04 février 2010

Une psychologie dans l'espace

Un homme parle à son fils. Mais celui-ci ne l'entend pas. L'enfant vient de monter dans le bus qui doit le ramener chez sa mère. De samedi en samedi, l'histoire se répète. L'enfant s'ennuie avec cet homme qui se sent coupable de la lassitude qu'il provoque. Pourquoi ?

Un homme parle à son fils et s'interroge.

A la succession de samedis à venir, s'ajoute le souvenir des après-midi d'autrefois, les rares fois où son père venait les voir. C'est lui, se disait-il en le voyant surgir de nulle part. C'est lui, se répétait-il, incapable de dire : C'est mon père.

Un père parle à son fils et la narration se dédouble. Deux pères, deux fils, deux histoires, mais un seul temps : deux heures de l'après-midi. Le moment où le narrateur va chercher son fils à l'école et celui où son père surgit au milieu de l'Alameda.

L'originalité du livre réside dans sa manière de conjuguer passé et présent. Le narrateur raconte des faits qui se passent à trente ans d'intervalle, en les fondant dans un récit unique qui va toujours de l'avant. Les rôles s'inversent, les perspectives se dédoublent, mais les mécanismes se répètent.

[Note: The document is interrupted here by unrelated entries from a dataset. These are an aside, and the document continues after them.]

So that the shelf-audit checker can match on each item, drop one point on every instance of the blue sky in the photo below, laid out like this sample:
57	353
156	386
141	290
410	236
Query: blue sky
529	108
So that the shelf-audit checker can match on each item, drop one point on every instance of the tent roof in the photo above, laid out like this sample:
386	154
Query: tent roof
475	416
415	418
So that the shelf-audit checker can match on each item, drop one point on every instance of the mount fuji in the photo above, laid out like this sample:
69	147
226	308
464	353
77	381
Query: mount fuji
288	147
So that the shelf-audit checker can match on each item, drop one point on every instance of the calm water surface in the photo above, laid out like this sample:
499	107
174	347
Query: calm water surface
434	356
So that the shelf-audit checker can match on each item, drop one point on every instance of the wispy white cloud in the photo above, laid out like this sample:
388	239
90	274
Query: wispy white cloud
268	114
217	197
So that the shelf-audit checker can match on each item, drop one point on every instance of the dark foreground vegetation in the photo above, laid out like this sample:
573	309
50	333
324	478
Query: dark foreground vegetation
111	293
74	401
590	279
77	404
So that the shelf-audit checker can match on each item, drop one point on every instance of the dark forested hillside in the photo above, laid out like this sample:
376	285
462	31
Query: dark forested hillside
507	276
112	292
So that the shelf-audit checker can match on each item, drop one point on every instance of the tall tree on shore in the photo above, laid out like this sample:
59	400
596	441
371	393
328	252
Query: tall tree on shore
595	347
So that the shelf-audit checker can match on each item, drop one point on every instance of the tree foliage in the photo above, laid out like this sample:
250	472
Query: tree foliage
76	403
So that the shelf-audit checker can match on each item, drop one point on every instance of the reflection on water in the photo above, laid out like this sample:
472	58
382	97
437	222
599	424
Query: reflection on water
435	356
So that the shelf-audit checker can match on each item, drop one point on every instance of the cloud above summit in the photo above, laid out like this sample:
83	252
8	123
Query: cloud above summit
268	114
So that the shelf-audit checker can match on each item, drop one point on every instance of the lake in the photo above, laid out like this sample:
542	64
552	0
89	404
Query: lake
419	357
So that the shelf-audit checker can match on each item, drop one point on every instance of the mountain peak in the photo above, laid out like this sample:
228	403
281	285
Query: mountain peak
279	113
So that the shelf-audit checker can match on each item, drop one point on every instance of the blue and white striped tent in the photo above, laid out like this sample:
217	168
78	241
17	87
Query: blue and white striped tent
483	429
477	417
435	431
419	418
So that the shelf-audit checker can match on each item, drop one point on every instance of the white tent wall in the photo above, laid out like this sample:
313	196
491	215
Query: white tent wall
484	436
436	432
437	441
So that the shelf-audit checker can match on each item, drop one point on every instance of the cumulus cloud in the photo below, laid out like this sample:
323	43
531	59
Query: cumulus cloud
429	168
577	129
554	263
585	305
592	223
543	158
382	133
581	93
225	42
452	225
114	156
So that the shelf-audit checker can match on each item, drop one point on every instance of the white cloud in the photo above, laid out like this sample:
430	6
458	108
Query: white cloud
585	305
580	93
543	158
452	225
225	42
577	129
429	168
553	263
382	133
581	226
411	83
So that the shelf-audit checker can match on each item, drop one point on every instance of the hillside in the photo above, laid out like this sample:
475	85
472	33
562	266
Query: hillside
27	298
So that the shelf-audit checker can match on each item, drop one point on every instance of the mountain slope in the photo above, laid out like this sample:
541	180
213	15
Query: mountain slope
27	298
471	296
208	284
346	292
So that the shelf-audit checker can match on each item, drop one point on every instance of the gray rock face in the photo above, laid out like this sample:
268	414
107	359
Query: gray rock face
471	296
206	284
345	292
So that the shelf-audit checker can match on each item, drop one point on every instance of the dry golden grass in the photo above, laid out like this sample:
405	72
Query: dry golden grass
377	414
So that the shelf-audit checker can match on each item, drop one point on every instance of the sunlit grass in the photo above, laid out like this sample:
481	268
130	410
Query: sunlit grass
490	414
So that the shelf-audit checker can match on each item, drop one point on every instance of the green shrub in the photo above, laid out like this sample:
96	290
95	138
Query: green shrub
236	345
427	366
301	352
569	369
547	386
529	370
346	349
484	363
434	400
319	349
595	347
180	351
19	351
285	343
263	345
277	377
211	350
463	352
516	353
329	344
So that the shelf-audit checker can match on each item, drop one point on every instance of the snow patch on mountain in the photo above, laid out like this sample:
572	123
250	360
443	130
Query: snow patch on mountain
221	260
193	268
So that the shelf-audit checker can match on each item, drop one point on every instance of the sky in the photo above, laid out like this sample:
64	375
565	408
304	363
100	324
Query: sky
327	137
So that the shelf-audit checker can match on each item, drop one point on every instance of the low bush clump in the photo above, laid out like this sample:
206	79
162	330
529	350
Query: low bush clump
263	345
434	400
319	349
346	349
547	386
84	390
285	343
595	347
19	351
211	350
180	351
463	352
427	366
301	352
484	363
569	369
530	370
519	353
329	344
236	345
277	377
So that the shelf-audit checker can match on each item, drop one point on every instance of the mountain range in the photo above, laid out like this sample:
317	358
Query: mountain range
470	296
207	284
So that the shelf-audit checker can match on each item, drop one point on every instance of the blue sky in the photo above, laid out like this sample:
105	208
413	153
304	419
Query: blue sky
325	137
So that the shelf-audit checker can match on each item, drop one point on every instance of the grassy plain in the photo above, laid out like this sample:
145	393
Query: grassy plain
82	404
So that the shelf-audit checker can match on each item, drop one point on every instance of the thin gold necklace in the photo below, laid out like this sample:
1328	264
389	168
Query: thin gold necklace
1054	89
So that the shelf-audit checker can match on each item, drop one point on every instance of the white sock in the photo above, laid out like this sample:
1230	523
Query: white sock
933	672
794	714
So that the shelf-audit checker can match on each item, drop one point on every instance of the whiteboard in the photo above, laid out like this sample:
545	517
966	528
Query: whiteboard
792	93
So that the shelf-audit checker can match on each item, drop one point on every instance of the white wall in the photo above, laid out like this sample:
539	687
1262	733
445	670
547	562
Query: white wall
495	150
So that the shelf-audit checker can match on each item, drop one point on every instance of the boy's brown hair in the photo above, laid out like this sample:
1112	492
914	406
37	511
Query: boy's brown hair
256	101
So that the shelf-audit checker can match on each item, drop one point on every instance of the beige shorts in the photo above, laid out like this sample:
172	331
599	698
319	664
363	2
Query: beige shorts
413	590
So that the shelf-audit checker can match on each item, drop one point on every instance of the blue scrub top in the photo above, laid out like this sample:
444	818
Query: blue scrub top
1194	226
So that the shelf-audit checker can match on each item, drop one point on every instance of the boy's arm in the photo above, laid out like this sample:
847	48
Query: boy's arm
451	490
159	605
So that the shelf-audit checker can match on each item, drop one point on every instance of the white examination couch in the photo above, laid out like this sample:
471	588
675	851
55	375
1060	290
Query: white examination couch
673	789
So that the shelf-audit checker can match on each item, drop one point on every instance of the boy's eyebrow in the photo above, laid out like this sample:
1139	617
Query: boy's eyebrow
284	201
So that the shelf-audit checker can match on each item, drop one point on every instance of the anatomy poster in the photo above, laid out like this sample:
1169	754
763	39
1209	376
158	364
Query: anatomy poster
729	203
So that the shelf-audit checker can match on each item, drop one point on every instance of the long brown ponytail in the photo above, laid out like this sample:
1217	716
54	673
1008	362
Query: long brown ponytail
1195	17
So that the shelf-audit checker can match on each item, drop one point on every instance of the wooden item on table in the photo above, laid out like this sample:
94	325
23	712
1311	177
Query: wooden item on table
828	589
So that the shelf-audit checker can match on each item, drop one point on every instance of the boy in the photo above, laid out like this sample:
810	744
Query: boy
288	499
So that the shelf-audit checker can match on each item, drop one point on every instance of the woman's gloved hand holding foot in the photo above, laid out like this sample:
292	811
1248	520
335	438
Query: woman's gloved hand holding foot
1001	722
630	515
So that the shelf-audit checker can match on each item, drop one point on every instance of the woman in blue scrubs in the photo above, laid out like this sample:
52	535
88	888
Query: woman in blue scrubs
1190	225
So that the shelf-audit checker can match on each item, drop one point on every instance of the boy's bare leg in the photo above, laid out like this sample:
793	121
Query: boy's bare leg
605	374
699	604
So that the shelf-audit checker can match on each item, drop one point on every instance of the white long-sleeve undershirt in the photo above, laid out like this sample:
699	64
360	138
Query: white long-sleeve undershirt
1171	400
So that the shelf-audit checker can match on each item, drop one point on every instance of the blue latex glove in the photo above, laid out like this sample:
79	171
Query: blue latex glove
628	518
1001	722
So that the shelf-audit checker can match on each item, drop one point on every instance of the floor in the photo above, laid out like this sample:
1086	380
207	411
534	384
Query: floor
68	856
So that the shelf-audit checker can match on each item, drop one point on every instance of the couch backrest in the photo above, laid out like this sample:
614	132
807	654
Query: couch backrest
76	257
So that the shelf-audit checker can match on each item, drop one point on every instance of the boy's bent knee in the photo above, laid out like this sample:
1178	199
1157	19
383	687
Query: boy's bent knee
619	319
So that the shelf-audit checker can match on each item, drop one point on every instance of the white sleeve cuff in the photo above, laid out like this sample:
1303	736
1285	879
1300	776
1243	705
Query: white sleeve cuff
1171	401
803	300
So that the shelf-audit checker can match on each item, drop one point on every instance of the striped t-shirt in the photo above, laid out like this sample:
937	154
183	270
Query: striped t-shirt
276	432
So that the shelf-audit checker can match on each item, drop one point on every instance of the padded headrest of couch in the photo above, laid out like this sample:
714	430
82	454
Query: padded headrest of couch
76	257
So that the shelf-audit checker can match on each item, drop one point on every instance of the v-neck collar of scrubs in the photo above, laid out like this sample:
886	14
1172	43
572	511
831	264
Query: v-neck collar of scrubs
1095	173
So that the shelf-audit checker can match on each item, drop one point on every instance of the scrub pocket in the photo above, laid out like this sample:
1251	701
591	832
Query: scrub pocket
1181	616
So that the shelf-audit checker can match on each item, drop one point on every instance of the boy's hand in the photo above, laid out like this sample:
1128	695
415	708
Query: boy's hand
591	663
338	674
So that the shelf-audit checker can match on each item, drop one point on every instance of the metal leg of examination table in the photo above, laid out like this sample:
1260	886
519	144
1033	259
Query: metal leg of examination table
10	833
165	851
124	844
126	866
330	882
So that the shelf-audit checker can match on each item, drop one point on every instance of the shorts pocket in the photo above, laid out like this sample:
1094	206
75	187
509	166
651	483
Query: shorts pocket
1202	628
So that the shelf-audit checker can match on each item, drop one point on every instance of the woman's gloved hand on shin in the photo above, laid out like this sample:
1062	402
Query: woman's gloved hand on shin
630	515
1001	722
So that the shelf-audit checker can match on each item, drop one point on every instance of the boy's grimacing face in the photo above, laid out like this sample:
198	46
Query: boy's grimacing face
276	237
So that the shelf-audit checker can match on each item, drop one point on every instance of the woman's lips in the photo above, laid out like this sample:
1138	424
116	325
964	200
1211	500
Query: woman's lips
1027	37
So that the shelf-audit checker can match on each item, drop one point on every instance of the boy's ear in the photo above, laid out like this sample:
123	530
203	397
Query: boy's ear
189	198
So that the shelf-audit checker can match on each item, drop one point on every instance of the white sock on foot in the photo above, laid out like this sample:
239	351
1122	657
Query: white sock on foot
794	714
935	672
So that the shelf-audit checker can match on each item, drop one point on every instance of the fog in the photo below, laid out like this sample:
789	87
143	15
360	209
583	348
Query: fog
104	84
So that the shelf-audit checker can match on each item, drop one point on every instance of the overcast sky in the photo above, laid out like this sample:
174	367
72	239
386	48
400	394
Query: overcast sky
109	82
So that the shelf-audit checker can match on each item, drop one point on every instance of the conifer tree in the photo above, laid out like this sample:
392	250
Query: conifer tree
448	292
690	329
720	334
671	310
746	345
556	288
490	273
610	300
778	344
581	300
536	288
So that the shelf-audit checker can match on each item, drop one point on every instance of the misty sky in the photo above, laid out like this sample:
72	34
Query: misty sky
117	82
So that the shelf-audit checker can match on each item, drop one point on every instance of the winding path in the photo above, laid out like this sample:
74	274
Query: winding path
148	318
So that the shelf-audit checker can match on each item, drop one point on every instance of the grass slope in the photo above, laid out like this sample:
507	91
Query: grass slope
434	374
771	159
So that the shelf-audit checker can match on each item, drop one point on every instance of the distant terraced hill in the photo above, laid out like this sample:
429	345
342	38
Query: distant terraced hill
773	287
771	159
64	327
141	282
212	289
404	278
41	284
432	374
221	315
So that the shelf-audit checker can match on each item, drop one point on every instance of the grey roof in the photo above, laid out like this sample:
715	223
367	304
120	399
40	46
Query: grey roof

C'est toujours le fils qu'on voit dans le père et le père qu'on voit dans le fils, comme si la temporalité du récit se dissolvait dans le point de vue des personnages. Au lieu de nous déplacer dans le temps, nous pénétrons ici dans un espace à trois dimensions où il est possible d'embrasser d'un seul regard passé, présent et futur. Fils, père et grand-père.
Peu de romans parviennent à produire ce que Proust appelait une « psychologie dans l'espace ». Un récit où les personnages « touchent simultanément, comme des géants, plongés dans les années, à des époques vécues par eux si distantes ».